Friday, December 14, 2007
Ice Storm Passage
In the last week we traversed the continent of Australia twice (from North to South, and from West to East); flew over the largest ocean on the planet; crossed North America by plane to Ohio; and yesterday drove 650 miles to New York City and Long Island.
We had to beat the ice storms in order to hear our daughter Leah's recitals, at Stony Brook on Long Island this weekend.

We've been watching the weather maps all week as storms barreled out of the Midwest into the Pennsylvania. Yesterday morning my folks woke us and suggested that we leave earlier, as another storm was coming. So we jammed everything into my little red car, and took off East, in an icy cold rainstorm.

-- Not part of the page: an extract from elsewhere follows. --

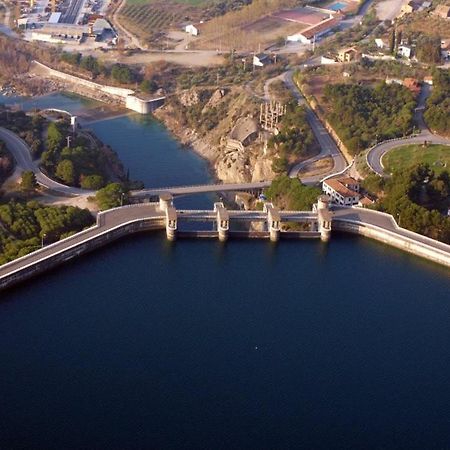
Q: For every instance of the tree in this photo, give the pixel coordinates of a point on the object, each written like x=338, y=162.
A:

All day we watched the thermometer in the car register 33 to 34 degrees, as we skirted the southern edge of the storm on I-70. We crossed the Muskingum River; the Ohio, the Monongahela, the Youghiogheny, the Susquehanna. As we drove up into the mountains, the road ascended into the foggy overcast. The sun came out briefly and the trees sparkled with hoarfrost as ragged clouds blew up out of the valleys. We listened to Norah Jones, NPR and an mp3 from the New York Academy of Science, a liguist discussing what language tells us about human nature.
Night fell, and we stopped for a bowl of chili and a map. We decided to "press on", hoping to cross the bridges in New York late at night. This was a calculated trade off: less traffic versus the stress of night time driving. But it paid off. We hit the George Washington Bridge and fly through the Bronx, onto Long Island in about 20 minutes. Another hour and we gladly take the last, smoke-filled hotel room in Stony Brook and collapse. Thirteen hours, but we are here.